For the past year, people in Ukraine have lived with bombings and missile attacks which have displaced millions, injured and killed thousands and left some too afraid to leave their bomb shelters.

Father Vitaliy Novak, chief executive of Depaul Ukraine, said: “One year is a long, long time particularly for a child. Children have become isolated as they’ve lost their homes and can’t attend school.

“They’ve forgotten how to socialise and play. We see children are too anxious to go outside, the playgrounds here are empty. 

“When the war first started people couldn’t believe what was happening and they were paralysed with fear. People are traumatised by the past year. But life has to continue, and people are resilient.

“We get strength from the support of the international community.”

Cafod, which partners with Depaul and has an ongoing appeal for donations, said: “Every human life is priceless. We have called for an urgent diplomatic solution and a lasting ceasefire to prevent further suffering and to bring peace back to the region.

“Last year we urged you to write to the UK Home and Foreign secretaries to push peace in Ukraine and safety for refugees. Thanks to your support and campaigning, we had a total of 3,482 people who had emailed asking them to take actions.”
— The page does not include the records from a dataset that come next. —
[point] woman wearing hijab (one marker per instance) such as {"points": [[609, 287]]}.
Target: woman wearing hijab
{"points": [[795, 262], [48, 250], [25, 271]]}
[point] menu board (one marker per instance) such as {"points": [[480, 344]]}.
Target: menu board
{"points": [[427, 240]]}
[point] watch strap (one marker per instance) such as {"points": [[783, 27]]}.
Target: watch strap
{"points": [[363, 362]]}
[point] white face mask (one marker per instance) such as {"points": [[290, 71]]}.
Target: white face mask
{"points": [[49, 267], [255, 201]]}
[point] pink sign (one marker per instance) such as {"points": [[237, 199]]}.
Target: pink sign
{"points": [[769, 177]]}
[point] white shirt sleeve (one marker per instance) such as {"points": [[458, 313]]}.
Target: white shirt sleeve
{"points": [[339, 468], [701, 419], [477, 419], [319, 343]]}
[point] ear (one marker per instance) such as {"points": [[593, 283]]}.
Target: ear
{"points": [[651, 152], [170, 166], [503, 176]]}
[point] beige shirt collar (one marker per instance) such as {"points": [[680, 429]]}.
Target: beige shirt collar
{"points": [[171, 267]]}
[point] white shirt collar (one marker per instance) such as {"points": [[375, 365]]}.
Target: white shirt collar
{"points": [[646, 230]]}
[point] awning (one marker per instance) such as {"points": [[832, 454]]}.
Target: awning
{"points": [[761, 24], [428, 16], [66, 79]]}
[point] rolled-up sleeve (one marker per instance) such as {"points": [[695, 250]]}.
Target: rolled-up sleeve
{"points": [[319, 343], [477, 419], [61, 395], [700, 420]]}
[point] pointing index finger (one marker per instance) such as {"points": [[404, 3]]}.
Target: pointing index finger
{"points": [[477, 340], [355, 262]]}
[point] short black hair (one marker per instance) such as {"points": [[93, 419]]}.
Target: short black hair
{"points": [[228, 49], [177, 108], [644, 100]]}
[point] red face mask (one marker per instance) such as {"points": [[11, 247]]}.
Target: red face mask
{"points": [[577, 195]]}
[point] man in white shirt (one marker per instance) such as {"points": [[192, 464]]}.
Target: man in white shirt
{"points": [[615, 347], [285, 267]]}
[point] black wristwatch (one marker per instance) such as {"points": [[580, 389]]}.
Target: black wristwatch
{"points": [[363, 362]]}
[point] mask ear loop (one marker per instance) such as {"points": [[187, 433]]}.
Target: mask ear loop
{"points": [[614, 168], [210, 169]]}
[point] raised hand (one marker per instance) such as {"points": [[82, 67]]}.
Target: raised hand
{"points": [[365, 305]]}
One year on, how the people of Ukraine are showing incredible resilience.


In Germany, Bishop Georg Bätzing, chair of the bishops’ conference, said, “The conflict that began in 2014 with the annexation of Crimea and military action in eastern Ukraine has dramatically expanded. In violation of all international law, the government of the Russian Federation has decided to occupy and subjugate the neighbouring country.

“To date, this has only been partially achieved. Because the resistance of the Ukrainians was and is much greater than most had assumed.”

Warning against the assumption that excessive violence was a thing of the past, he added: “Didn't we think that at least the big wars were banned from Europe – and only a transitional phenomenon in other parts of the world, which we regard with unacknowledged arrogance as less civilised?

“Didn't we think that the law-based order of peace would be valued across our continent? Didn’t we think that we had become engineers of peace, so to speak, through a good reconciliation of interests and networks of ever closer economic cooperation?”

It was wrong to think our nations “immune to systematically applied and excessive violence. Not only because we haven’t yet found the right institutions to end the war. But above all because we are sinners.

“Because we don’t take the dark drives that are also part of human existence seriously enough and therefore give in to them again and again. Because greed and the will to power, admitted or not, dominate one’s own life.

“In a word: because we don't give enough space to love. At the same time, we recognise something provisional and fragmentary in all our efforts: peace is never final, can never be won once and for all.

“I invite you all to pray in this spirit for peace in Ukraine and around the world. God is love. If we allow ourselves to be ignited by it, we can overcome violence and serve peace. Let us ask God to make us men of peace.”